Patricia Foxen, Ph.D.,
Deputy Director of Research, National Council of La Raza (NCLR)

Melissa García Lamarca.

Alethia and I worked together intensively from August to December 2011 as Traveling Faculty with World Learning/IHP Cities in the 21st Century program. I was very impressed by her strong teaching and facilitation skills, particularly her creativity in building engaging exercises and her amazing ability to be spontaneous and adapt activities to the needs of the moment. Alethia had a natural ease and interaction with students and great ability to challenge them in a gentle but powerful way. As a colleague she was extremely organised, effectively developing collective work material and ensuring we were on task in multiple intensive meetings throughout the semester. She is a great listener and also gave excellent feedback and advice in our weekly team check-in sessions. Alethia is an extremely supportive, reliable and intelligent woman who I would not hesitate to work with again in the future.

Melissa García Lamarca
Educator and Urban Sustainability Consultant

Groot

Alethia was among several partners of the Women’s Theological Center (now Women Transforming Community)  who participated in designing and delivering a training series on spiritual leadership for social change. I don’t think I have ever worked with a co-trainer who is as thorough, prepared and informed as Alethia. Not only is she completely disciplined about getting herself ready, she is rigorous about clarifying content and presenting material in ways that put the learner at the heart of the training experience. While Alethia brings her full self to the work, she does not make the work about her. Her style is creative, expressive, fun, focused and attentive. It is a joy to experience her interaction with participants and to watch her help them develop knowledge, skills and attitudes that allow them to engage with the world creatively and purposefully.

Meck Groot
Justice Ministries Coordinator, Massachusetts Bay District of Unitarian Universalist Congregations

Schultz

Alethia and I have been leaders in the Capital District Labor-Religion Coalition over the last four years.  Over that time, two projects stand out as examples of her skills as a planner, facilitator and consensus-builder. When the statewide Labor-Religion Coalition selected immigration reform as the theme of its annual 40-hour Fast in 2008, she was one of two immigration experts who offered to develop curriculum and facilitate a workshop on this divisive topic.  It was presented for the first time at the closing of the fast and has since been adapted for use in a variety of settings.
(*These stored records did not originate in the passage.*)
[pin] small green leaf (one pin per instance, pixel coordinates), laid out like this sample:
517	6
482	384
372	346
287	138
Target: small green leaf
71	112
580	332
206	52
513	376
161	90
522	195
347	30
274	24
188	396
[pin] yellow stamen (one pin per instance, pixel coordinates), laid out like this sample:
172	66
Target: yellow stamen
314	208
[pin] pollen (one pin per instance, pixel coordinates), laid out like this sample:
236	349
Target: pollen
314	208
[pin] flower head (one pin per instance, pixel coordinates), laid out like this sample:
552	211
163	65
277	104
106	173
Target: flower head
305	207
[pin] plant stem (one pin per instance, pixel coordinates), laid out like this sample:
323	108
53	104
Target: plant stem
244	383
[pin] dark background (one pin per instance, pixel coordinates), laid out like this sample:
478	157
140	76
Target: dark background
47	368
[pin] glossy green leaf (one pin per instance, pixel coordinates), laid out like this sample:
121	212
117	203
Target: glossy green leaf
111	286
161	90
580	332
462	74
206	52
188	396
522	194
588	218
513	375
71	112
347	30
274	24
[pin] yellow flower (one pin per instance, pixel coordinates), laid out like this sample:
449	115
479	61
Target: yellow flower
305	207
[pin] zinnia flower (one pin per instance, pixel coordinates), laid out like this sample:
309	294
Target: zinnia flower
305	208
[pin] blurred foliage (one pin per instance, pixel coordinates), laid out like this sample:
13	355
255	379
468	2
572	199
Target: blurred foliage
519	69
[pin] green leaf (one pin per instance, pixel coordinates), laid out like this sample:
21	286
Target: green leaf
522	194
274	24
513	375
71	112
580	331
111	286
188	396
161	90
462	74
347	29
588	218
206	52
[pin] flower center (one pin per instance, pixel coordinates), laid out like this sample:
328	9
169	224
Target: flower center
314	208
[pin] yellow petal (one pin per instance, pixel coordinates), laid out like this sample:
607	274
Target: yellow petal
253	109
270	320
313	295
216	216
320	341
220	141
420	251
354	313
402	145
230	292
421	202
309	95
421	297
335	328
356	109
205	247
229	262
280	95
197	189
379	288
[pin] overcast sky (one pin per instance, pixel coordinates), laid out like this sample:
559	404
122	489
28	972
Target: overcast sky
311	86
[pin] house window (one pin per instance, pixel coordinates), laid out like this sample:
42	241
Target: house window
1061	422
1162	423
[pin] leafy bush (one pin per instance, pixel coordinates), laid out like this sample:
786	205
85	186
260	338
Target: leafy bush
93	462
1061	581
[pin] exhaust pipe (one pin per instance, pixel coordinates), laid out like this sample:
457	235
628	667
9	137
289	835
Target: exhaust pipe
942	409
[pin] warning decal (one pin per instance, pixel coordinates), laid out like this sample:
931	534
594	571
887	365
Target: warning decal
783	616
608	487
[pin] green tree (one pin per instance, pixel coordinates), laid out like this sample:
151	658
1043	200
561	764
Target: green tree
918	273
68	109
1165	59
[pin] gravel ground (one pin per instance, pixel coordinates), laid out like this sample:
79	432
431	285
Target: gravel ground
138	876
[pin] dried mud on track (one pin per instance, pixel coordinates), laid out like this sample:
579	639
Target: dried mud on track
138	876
The “Let’s Talk Immigration” workshop invites participants to speak about the immigrant experience in their own families, to learn the history of immigration in the US through a variety of activities and provides an opportunity to practice respectful conversations through role-play scenarios. The planning process (involving a committee & collaboration with four organizations), the actual curriculum and the thoughtful facilitation all contributed to its effectiveness.

Alethia also led a process of strategic planning for the Coalition, beginning with a survey she distributed at the annual dinner and ending, several months later, with consensus on a focus issue. As developer and facilitator, she drew in individuals with very different levels of engagement. The sessions were productive, skillfully paced and even inspiring. Alethia’s approach to both these projects involved careful listening. She builds commitment from individuals and helps groups see their mission more concretely. I hope I have the opportunity to work with her again.